The alerts in the current generation of IDS systems come in five pieces. There are always...

the source IP address
the source port
the destination IP address
the destination port

...and the IDS signature, which was triggered by an pattern detected in the network traffic by the IDS sensors.

As with traditional puzzles, you have to examine each given piece thoroughly before attempting to put them together. Some preliminary questions regarding the involved systems are the installed operating systems and the applications. Large part of the IDS signatures detect exploits to specific vulnerabilities in software, so the patching level of the systems and of the destination especially is one of the initial things to check also.

Ideally the incident handler is able to securely connect to the monitored environment and verify all of the above from the systems themselves, but in case this is not possible, ensure the incident response team has a system database of some type available to them. ALL monitored IP addresses really should be listed. I know it may be a taunting task in large environments to identify the various switch port addresses and the virtual addresses used for load balancing and clustering et cetera, but I guarantee you that simply assessing and documenting properly your computing resources is a big step in hardening your environment against misuse.

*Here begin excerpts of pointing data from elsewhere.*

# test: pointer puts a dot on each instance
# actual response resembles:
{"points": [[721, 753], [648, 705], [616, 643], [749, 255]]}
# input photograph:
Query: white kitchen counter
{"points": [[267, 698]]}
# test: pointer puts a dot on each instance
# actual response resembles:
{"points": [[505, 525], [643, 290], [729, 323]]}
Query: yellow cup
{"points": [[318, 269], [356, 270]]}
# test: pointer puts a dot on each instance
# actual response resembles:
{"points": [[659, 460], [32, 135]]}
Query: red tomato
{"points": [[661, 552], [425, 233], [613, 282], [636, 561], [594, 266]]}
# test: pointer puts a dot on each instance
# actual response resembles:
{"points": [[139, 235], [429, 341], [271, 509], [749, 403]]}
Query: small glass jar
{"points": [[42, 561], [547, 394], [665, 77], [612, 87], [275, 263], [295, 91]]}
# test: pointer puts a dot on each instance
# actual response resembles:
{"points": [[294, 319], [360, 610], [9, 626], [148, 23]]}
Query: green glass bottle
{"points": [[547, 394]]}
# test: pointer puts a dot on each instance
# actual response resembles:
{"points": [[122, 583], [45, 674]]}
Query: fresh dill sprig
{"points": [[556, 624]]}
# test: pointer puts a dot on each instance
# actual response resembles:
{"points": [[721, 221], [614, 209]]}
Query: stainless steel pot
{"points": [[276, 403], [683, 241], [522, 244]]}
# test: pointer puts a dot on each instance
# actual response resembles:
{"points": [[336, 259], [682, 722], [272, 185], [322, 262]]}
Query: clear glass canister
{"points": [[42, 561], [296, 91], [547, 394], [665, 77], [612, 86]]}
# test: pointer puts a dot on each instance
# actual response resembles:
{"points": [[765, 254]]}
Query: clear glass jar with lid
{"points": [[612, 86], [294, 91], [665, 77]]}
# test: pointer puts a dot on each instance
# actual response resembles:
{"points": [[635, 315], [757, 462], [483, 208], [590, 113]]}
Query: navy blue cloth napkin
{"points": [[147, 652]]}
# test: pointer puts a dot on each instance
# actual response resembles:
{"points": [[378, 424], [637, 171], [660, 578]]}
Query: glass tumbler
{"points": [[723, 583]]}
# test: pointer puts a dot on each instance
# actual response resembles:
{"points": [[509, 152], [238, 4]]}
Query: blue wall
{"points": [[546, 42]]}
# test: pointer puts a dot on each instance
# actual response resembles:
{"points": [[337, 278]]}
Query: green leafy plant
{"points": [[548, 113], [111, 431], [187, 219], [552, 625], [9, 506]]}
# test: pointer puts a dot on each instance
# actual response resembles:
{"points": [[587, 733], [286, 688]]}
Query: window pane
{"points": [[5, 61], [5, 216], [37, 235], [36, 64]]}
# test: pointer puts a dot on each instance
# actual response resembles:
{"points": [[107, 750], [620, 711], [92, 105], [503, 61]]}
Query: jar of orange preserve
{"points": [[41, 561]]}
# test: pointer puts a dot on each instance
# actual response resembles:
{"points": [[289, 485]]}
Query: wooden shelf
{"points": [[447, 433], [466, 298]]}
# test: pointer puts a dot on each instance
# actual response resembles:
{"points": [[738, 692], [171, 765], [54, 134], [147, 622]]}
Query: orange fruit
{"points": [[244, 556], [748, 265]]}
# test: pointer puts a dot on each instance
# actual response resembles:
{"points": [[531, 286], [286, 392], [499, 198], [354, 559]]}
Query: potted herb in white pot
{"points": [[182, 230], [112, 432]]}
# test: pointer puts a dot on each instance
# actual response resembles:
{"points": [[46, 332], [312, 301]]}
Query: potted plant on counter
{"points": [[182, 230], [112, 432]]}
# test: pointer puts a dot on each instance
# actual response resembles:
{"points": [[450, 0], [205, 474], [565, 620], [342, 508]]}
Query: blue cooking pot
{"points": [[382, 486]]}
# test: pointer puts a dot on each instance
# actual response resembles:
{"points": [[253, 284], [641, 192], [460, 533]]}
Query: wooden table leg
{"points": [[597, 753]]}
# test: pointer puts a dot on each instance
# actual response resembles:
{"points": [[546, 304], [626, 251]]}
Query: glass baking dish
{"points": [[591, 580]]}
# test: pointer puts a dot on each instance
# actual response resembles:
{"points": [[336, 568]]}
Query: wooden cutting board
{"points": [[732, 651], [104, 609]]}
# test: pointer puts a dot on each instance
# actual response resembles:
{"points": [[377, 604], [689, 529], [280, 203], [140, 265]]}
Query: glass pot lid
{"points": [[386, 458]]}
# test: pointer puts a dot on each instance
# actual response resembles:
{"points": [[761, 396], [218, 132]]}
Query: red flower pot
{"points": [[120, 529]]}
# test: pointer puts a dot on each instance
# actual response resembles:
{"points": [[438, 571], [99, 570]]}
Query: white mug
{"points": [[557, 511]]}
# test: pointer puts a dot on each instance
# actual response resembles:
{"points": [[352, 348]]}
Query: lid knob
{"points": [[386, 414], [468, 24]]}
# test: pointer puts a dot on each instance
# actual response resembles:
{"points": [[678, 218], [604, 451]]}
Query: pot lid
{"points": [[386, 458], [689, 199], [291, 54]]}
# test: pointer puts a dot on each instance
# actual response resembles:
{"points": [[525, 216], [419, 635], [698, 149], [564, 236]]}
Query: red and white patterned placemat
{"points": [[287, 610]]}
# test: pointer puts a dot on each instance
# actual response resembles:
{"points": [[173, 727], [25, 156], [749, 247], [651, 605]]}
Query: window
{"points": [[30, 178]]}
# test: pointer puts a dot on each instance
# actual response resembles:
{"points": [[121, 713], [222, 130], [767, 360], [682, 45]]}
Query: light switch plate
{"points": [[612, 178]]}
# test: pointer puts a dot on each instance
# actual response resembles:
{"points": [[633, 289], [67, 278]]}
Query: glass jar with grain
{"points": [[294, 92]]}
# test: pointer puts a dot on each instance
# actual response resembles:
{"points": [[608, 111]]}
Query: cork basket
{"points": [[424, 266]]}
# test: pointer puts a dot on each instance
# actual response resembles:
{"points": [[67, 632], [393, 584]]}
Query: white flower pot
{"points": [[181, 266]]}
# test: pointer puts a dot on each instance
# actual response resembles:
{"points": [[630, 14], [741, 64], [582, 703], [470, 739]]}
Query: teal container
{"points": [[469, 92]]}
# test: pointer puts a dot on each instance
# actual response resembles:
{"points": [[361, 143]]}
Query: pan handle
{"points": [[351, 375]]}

Among many other things, a proper system database enables your incident response team to react fast and properly to any possibly true positive attacks. The database should include at least the following properties for each monitored IP address:

-DESCRIPTION of the system usage
(as in web server, internet gateway router, LAN server, workstation etc.)
-OPERATING SYSTEM and the patching level
(including the network device firmware etc.)
-APPLICATIONS installed on the systems
(the exact version numbers)
-CONTACT DETAILS of the system administrators
(for running commands on the systems etc.)

Do not overlook the system information carried by the IPv4 addresses. One of the steps to full system identification is identifying the IP address ranges involved. In case the monitored environment includes publicly available servers, pay attention to the source addresses. Any addresses in the private IPv4 address ranges are most likely internal systems and as such possibly indications of more serious compromise.

The next piece to look at are the TCP/UDP ports. Do multiple searches to identify all possible services known to use the involved ports on the given platform. The IANA Port Numbers list is the official resource for figuring out the legitimate use of the Well Known Ports and the Registered Ports (namely the ports between the 0 and the 49151).

The SANS Internet Storm Center (ISC) provides a quality port search on the upper right corner of their diary page often listing the malware known to use the given port also. The DefaultPorts.com is another good database to check and don't forget the frequently updated list of known and detected port usage hosted at nmap.org.

The Trojan List hosted at simovits.com can be sorted by the port numbers also. I am not sure if the list is still maintained actively, but it is worthy information source nevertheless.

Here again access to the monitored environment comes very handy as the incident handler can quickly copy the running processes and the open network connections to the case log for later analysis. You will notice in time, that the mentioned two listings from the destination will be constantly needed.

Take the network design into consideration also when doing preliminary analysis on the ports. It is often an easy way to identify false positives and further implement filters to the sensors. Ensure you know the firewalls and routers examining the monitored traffic AFTER the sensor examines it. Depending on the implementation, the IDS sensor may see the possible attacks before the traffic gets filtered by a firewall or the routers. There may be even high volumes of attacks against the environment, but if the destination port of the attacks is closed by the firewall, no permanent harm can be caused.

After some innovative system identification and port analysis exercises, the incident handler is left with the last piece only. The IDS signature. This is the piece that tells you what actually was detected. Note that the signature does not tell you what the attack was as often used description goes. It tells you what was detected in the traffic between the two end points.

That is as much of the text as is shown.